Feds Set to Bring Back College Grants for Prisoners

Inmates lost access to Pell grants 20 years ago
By Rob Quinn,  Newser Staff
Posted Jul 28, 2015 5:41 AM CDT
Feds Set to Bring Back College Grants for Prisoners
An inmate uses the recreation room of one of the housing units at Sacramento County's Rio Cosumnes Correctional Center in Elk Grove, Calif.   (AP Photo/Rich Pedroncelli)

The Obama administration is planning to restore access to federal college subsidies for a huge number of Americans who have a lot of time on their hands. Congress banned inmates at the state and federal level from receiving Pell grants in 1994, but Education Secretary Arne Duncan says he'll have an "important announcement" to make when he visits a Maryland prison this week, reports Politico. The administration will be able to temporarily lift the ban without going through Congress by treating the restoration of grants as an experiment in reducing re-offending rates, reports the Wall Street Journal, which notes that prisoners received $34 million in Pell grants in 1993.
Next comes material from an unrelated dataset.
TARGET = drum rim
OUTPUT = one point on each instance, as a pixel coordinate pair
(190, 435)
Pell grants are worth up to $5,775 a year, which Rep. Donna Edwards, co-sponsor of a bill to permanently restore the grants to prisoners, notes is a lot less than the $40,000 or so it costs to keep an inmate behind bars for a year. "We haven't really been able to get a handle on recidivism," the Democrat tells the Journal. "We have to present some training and opportunities. These are programs that work." The prison population has doubled in the 20 years since the grants were removed, and the bill's co-sponsors say inmates who take part in education programs are 43% less likely to end up back in prison, Politico notes. (This month, President Obama became the first sitting president to visit a prison.)